Liebe Leserinnen und Leser,

Kenntnisse der kulturhistorischen Wurzeln sportlicher Wettkämpfe, ihrer besonderen gesellschaftlichen Bedingungen wie auch der verbindenden Elemente einzelner Felder kulturell-schöpferischen Handelns (Theater, Spiele) sind für das Verständnis der gegenwärtigen Bedeutung Olympischer Spiele sowie der Entwicklung der olympischen Bewegung zweifellos von zentraler Bedeutung (Kaiser & Wolfram, 2012, S. 110). Bereits in der Antike bestand eine wichtige (profane) Funktion der Spiele in der symbolischen Repräsentation politischer, sozialer und kultureller Ideen. Die Körper der Athleten sowie ihr Wettstreit waren Ausdruck der Werte und des Selbstkonzepts der griechischen Stadtstaaten (Poleis) und damit nicht zuletzt ein Spiegel ihrer Macht (Stuttard, 2012). Eine solche Inanspruchnahme für sportfremde, politische Ziele hat freilich, im Zuge der Globalisierung sowie durch Medialisierung und Kommerzialisierung der Olympischen Spiele der Neuzeit, zunehmend an Bedeutung gewonnen. Ihre (erwartete) sozioökonomische Relevanz für die jeweiligen Bewerber, bzw. die Frage, welche direkten und indirekten Wirkungen mit einer Ausrichtung verbunden sein werden, spielt eine wesentliche Rolle im Vergabeprozess und bestimmt zudem regelmäßig den öffentlichen Diskurs. Damit einher geht auch die zunehmende Politisierung der betroffenen Sportorganisationen, unter Ausweitung ihres Handlungsfelds in diverse sportfremde Gesellschaftsbereiche. Mit Blick auf den olympiapolitischen Prozess beschreibt Güldenpfennig (2008, S. 10) dies als eine Doppelbewegung: „politische Instrumentalisierungs- und Übermächtigungsversuche von außerolympischen Mächten bei gleichzeitiger politischer Selbstüberhebung der olympischen Institutionen selbst“. Damit sei die funktionale Autonomie des Sports im doppelten Sinne gefährdet (ebd., Kaiser, 2014).

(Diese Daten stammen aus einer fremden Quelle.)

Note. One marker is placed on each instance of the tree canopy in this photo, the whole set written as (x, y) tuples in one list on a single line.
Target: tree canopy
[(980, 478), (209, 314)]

Das mit dem vorliegenden Heft behandelte Schwerpunktthema erweist sich als komplex und ist von hoher gesellschaftlicher Relevanz, weit über den Sport hinaus: Sportgroßveranstaltungen wie die Olympischen Spiele spiegeln soziale Entwicklungen, sie haben aber auch enormes Gestaltungspotenzial. Aktuelle Ereignisse wie das (aus Sicht der Befürworter) gescheiterte Olympia-Referendum in Hamburg offenbaren zudem einmal mehr ihr soziales Konfliktpotenzial. Sie verweisen nicht zuletzt auf eine besondere Herausforderung der Zukunft, nämlich die Einbeziehung einer durch soziale Dysfunktionen und aktuelle Skandale sensibilisierten und (zu Recht) kritischen Öffentlichkeit.

Vor dem Hintergrund ihrer hohen und steigenden sozioökonomischen Bedeutung und im Spannungsfeld zwischen Autonomie des Sports und Instrumentalisierung durch sportfremde Akteure bilden die Olympischen Spiele eine Vielzahl von Bezugspunkten für Fragen der Sportentwicklungsplanung, Sportgeschichte, Sportpolitik, Sportsoziologie, Sportökonomie u. v. a. m. Ihr besonderer Charakter verlangt dabei eine – neben Beiträgen aus den betreffenden Fachdisziplinen – vermehrt interdisziplinäre bzw. disziplinübergreifende Herangehensweise. Die Autorinnen und Autoren der hier vorliegenden Ausgabe der Sportwissenschaft nehmen aktuelle sozioökonomische Fragestellungen Olympischer Spiele in den Blick und leisten mit ihrer Forschung einen wichtigen Beitrag zur betreffenden Fachdiskussion.

Ich wünsche allen, die einen wertvollen Beitrag zu diesem Heft geleistet haben, im Namen des gesamten Herausgeberteams, dass sie eine breite Leserschaft – über die Grenzen einzelner sportwissenschaftlicher Disziplinen hinaus – finden und Ihnen, liebe Leserinnen und Leser, viel Freude und spannende Einsichten bei der Lektüre!